The problem here seems to be that the client is reconnecting before the server has fired the tcp keepalive on the old connection, and so the reconnection has 'inherited' the connection state of the "broken" connection at the server (as both clients have the same process uuid.) This behaviour, of a new connection inheriting connection state from an older-but-yet-to-be-detected-that-it-is-disconnected-version of itself, is still lingering around for historical reasons, though not needed now.

This problem was "fixed" (using that word hesitantly) in patch b2f195720b27d9e69f7b851478515781e5786469 (git describe - v3.1.0-50-gb2f1957) where the keepalive times were made more aggressive on the server side so that both clients and servers come to the same decision on the state of a connection (both at around 40 seconds of non-response). This patch however only reduces the margin of error for the race of conflicting conclusion between the server and client, but significantly.

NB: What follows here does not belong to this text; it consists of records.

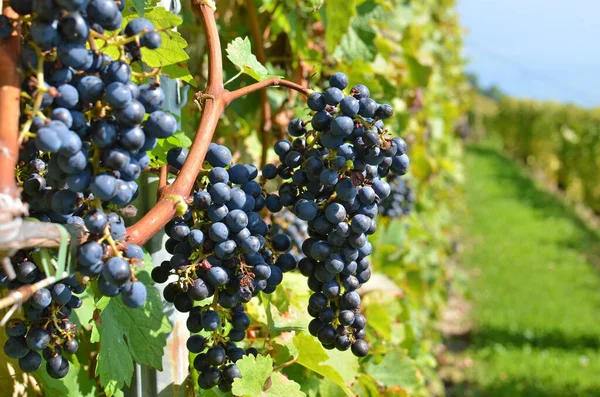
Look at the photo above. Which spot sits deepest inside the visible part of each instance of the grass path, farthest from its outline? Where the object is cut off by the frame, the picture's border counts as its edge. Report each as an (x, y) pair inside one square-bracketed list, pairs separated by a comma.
[(535, 283)]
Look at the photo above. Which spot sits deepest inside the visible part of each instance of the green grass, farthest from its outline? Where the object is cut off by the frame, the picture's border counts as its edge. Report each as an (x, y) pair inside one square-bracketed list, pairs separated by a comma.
[(535, 286)]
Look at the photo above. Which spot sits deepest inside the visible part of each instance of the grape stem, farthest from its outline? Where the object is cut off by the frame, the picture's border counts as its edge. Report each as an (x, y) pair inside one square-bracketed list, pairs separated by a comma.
[(231, 96), (164, 210), (10, 92), (22, 294), (265, 107)]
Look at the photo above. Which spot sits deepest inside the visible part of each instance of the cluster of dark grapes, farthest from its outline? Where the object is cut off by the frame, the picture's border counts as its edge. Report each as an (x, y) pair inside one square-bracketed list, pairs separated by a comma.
[(334, 179), (46, 328), (286, 222), (221, 249), (401, 199), (86, 129)]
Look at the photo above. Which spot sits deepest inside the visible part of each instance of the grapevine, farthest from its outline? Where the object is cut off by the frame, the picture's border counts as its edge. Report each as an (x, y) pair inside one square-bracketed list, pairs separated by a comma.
[(89, 123)]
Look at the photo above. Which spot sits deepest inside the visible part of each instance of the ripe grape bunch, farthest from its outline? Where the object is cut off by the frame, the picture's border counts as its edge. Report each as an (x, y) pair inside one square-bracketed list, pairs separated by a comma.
[(401, 199), (85, 128), (334, 179), (284, 221), (221, 249), (46, 328)]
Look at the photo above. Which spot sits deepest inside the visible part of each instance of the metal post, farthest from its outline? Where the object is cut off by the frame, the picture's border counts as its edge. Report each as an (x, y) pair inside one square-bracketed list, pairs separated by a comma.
[(170, 382)]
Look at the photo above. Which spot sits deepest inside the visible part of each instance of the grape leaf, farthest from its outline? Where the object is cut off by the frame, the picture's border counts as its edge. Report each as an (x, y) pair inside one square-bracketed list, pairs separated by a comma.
[(313, 356), (419, 73), (77, 383), (180, 71), (394, 369), (128, 335), (337, 21), (239, 52), (159, 153), (283, 387), (139, 6), (255, 372), (83, 316), (171, 50), (180, 139)]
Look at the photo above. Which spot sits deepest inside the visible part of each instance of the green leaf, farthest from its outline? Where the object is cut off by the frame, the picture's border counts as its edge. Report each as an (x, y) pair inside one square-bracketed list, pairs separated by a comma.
[(283, 387), (82, 317), (313, 356), (239, 52), (77, 383), (171, 50), (255, 372), (180, 71), (180, 139), (338, 14), (394, 369), (139, 6), (379, 319), (419, 74), (128, 335)]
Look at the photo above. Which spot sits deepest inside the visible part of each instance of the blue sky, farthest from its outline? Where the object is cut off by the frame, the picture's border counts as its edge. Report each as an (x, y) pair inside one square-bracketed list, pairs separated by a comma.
[(544, 49)]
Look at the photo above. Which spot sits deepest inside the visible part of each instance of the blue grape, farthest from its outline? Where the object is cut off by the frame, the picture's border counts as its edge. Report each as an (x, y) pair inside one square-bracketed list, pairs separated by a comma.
[(133, 294), (160, 125), (338, 80)]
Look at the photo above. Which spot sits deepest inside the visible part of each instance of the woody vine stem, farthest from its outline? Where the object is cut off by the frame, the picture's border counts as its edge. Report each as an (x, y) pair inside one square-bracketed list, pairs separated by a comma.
[(215, 99)]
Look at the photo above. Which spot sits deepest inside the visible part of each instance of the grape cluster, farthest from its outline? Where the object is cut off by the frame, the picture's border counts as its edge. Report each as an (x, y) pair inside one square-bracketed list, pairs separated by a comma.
[(86, 129), (46, 328), (286, 222), (334, 177), (401, 199), (221, 249)]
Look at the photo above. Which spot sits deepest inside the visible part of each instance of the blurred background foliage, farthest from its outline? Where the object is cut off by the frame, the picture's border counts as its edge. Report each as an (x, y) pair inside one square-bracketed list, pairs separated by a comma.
[(409, 54), (560, 143)]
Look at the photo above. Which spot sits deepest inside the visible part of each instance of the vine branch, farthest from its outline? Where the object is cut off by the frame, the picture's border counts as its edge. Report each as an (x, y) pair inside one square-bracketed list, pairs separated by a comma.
[(217, 98), (10, 51), (265, 106), (231, 96)]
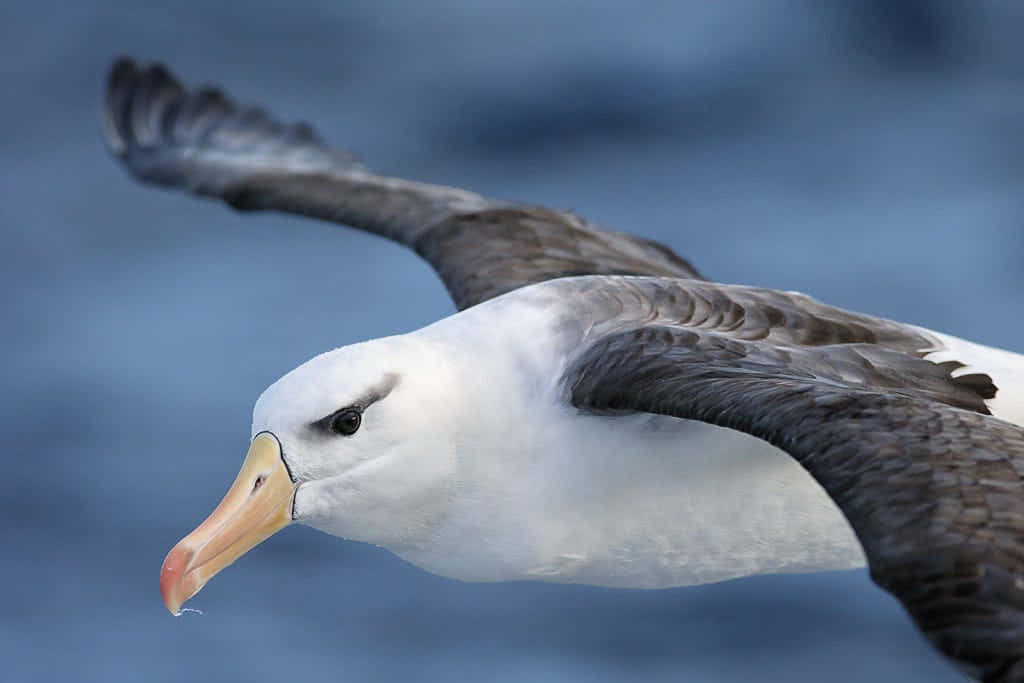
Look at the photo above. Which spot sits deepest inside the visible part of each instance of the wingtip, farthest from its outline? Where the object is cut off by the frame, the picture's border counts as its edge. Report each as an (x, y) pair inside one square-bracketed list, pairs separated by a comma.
[(120, 81), (135, 98)]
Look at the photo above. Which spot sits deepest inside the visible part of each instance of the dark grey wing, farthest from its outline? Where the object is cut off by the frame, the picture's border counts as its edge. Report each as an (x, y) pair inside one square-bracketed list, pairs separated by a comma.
[(202, 141), (933, 492)]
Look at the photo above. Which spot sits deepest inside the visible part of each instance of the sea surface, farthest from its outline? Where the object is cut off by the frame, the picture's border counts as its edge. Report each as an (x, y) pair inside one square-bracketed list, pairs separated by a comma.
[(866, 153)]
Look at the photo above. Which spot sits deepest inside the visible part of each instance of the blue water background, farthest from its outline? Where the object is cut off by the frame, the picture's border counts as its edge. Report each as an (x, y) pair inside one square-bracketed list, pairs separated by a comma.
[(866, 153)]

I will be happy to take the connection-state-inheritance feature away in the release branch (and thereby make it race-proof), provided we can verify and confirm the root cause of the bug is actually the theory stated above. To verify that, please fast forward your tree to v3.1.0-50-gb2f1957, or even better, upgrade to 3.1.1, and during your testing, make sure you do not re-join the network split till there is a disconnection line for client in the server log.

Avati

Comment 6 Pranith Kumar K 2011-02-04 03:58:34 UTC

Jeff Darcy,
      Could you please let us know if you are still facing this problem on 3.1.x releases?. If yes could you please confirm the root cause is what Avati stated.

Pranith

Comment 7 Jeff Darcy 2011-02-04 13:43:42 UTC

I haven't seen this for a while, nor have I seen any reports from other users, and I don't have the time/resources to do an exhaustive re-test right now.  It's OK by me if we close it.  If it - or something like it - does recur, we can deal with it then.

Comment 8 Amar Tumballi 2011-04-13 05:28:15 UTC

As its not happening now, I am marking it for DNR (document not required). Will update the known issues (or faq) section if the bug is reopened.